This story aired on "CNN Live Sunday" on September 17, 2006. Here is an
unofficial transcript:
Now every 90 minutes someone in America dies waiting for an organ transplant.
There's a group to improve the odds that those who need a transplant will get one.
It's based on the premise that in order to receive you first must be willing to
give, and that has riled some medical ethicists. Here's CNN's Kareen Wynter.
(BEGIN VIDEOTAPE)
JENNIFER ZWETTLER, LIFESHARERS MEMBER: It's terrifying to wake up knowing, let alone going through
the surgery, but am I going to get this surgery? Is my life going to be saved?
KAREEN WYNTER, CNN CORRESPONDENT (voice-over): Jennifer Zwettler was
in the prime of her life when she was stunned by a sudden health scare five years
ago. She thought she'd need a liver transplant and joined the national organ transplant
registry, but was afraid it wouldn't come through in time. Luckily, she didn't need
it.
ZWETTLER: It was the scariest thing that -- I mean, you can't even
imagine what it feels like.
WYNTER: Terri Wallis has had no such health scare, but was concerned
about her chances of receiving a life-saving organ. Both Wallis and Zwettler belong
to a unique organ donor club where membership has potentially life-saving privileges.
Members agree to donate their organs within the group before making them available
to the general public.
TERRI WALLIS, LIFESHARERS
MEMBER: If anybody in the group needs body parts -- I know it sounds awful, doesn't
it -- but if anybody needs them, we get first dibs on it.

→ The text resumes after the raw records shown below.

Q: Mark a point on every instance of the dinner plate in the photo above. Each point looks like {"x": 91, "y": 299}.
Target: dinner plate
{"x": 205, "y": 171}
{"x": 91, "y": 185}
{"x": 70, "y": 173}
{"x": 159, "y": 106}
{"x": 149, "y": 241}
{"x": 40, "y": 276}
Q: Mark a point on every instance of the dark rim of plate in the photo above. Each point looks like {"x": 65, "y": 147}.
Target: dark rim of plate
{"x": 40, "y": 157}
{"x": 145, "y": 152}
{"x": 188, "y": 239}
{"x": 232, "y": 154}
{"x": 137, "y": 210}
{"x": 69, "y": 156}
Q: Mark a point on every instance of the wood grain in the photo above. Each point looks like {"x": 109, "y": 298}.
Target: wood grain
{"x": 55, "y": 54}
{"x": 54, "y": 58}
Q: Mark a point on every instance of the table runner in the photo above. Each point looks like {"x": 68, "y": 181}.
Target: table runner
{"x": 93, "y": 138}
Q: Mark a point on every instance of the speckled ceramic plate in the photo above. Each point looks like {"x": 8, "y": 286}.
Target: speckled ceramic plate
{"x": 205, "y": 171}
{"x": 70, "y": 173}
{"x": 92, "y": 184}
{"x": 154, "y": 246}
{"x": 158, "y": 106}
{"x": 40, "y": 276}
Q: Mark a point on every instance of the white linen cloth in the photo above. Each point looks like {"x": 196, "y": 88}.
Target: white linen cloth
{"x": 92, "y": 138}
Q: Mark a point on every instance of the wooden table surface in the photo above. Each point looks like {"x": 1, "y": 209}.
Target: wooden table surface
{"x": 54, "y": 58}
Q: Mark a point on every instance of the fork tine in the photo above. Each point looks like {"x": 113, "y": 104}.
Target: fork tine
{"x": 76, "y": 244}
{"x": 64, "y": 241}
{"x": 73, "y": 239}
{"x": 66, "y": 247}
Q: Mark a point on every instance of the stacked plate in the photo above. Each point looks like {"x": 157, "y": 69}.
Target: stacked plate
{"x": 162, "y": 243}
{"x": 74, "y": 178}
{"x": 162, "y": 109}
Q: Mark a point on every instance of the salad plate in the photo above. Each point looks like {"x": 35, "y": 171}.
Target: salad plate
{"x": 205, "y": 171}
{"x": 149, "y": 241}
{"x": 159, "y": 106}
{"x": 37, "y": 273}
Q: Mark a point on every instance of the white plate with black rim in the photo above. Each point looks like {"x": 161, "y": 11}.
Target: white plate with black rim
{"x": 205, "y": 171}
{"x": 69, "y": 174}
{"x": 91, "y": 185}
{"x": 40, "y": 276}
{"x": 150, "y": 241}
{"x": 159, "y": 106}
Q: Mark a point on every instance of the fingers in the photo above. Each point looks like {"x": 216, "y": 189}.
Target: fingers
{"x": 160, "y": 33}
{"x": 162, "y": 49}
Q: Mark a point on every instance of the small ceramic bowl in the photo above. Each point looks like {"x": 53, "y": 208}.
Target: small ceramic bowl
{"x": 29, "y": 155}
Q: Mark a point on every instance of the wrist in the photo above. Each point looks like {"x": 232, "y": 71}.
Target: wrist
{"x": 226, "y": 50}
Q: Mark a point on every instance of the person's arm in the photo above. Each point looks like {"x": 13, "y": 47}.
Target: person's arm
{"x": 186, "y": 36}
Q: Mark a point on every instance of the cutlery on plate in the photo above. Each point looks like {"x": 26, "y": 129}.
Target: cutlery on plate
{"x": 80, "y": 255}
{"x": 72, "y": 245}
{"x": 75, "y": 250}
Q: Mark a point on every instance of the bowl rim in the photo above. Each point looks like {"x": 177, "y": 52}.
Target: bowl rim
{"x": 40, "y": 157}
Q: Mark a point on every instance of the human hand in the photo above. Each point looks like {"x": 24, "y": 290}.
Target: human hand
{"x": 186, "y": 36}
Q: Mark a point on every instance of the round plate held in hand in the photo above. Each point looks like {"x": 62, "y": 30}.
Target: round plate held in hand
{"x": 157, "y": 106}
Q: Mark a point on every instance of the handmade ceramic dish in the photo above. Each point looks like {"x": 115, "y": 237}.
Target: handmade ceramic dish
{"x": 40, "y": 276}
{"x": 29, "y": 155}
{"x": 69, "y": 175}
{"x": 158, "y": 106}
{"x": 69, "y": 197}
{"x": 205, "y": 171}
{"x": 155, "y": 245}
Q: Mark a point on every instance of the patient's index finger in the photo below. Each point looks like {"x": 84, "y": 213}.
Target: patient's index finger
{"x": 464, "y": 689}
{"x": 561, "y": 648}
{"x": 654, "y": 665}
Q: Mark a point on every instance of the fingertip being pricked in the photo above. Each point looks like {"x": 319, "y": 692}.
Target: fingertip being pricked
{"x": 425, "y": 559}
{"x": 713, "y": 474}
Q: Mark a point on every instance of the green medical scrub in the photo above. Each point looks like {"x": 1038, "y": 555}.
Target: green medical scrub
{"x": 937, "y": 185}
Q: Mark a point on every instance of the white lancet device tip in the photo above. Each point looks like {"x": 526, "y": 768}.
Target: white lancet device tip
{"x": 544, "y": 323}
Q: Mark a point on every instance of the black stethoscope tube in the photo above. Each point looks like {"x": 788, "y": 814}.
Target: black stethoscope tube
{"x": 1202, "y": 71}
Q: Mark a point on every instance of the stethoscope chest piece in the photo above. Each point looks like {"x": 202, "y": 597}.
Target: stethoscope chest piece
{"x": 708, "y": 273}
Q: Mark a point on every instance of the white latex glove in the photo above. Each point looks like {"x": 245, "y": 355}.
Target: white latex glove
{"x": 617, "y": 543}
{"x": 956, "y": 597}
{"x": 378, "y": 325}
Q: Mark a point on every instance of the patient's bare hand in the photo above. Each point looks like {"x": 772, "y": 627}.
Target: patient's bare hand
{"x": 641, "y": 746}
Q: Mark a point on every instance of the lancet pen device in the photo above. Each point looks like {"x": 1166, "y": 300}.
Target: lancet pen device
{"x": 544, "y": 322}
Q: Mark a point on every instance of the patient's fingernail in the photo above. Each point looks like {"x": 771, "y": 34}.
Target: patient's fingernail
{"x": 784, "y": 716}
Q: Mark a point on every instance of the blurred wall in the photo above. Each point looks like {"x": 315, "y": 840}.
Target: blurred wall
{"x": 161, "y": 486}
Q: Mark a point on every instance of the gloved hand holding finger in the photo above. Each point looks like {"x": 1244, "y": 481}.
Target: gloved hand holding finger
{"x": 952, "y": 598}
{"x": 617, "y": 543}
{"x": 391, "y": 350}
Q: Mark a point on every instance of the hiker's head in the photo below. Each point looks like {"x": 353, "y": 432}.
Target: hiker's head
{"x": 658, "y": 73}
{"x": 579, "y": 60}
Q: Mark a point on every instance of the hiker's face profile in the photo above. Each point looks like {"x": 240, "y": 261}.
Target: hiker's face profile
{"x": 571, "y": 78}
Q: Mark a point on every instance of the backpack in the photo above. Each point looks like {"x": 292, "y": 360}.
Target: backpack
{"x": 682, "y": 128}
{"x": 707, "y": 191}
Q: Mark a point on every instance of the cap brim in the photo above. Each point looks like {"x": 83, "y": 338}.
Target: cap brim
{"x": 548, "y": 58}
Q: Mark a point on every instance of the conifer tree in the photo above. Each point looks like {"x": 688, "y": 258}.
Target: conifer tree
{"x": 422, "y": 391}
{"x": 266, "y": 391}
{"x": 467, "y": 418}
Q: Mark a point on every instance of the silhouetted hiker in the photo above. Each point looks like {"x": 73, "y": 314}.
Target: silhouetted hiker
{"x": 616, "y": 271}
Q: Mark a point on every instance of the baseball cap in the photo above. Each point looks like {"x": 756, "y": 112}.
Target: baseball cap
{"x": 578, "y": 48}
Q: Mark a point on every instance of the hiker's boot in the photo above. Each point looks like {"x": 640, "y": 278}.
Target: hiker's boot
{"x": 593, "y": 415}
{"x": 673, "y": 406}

WYNTER: There were 28,000 transplant operations performed last year
according to the United Network for Organ Sharing. But some would-be recipients
never made it to the operating room.
(on camera): Nearly 90,000 people are on the national organ transplant
waiting list. Thousands die each year waiting on organs. That's why Dave Undis created
LifeSharers, a nonprofit network of
organ donors.
DAVE UNDIS, EXECUTIVE DIRECTOR, LIFESHARERS: It occurred to me, if you tell people that you're going to put them
at the front of the waiting list if they donate their organs when they die, more
people will donate.
WYNTER (voice-over): Not everyone who receives an organ on the national
transplant waiting list, Undis says, has agreed to donate an organ.
UNDIS: Giving a transplant to someone who won't donate their own organs
is like giving the Powerball jackpot to someone that didn't buy a ticket. It just
doesn't make sense.
WYNTER: Bryan Stewart with California's state donor registry disagrees.
BRYAN STEWART, ONE LEGACY: Any time you work outside of the established
allocation process, you're not necessarily giving the organs to people that are
most in need.
WYNTER: Stewart says there are 600,000 registered organ donors in California,
whereas LifeSharers only has 6,000
members nationwide. Since no members within LifeSharers have died since its inception four years ago, no one has received a
transplant.
STEWART: The likelihood that someone in LifeSharers is going to benefit from a donor that is part of
LifeSharers is extremely low.
WYNTER: Carolyn Fagundo was given 18 months to live when she was placed
on the established national waiting list for a lung transplant. She got a new lung
28 days later.
CAROLYN FAGUNDO, TRANSPLANT PATIENT: I counted on the system to work
for me and it did, so I do believe the system does work. It's just a matter of,
you know, time.
WYNTER: But Jennifer Zwettler feels LifeSharers gives her an advantage. (on camera): You've been faced with life or
death decisions in the past. How much faith do you have in
LifeSharers?
ZWETTLER: I have a lot of faith. I probably would have been dead if
I would have thought negatively and not put any trust or faith in anybody.
WYNTER: Kareen Wynter, CNN, Los Angeles.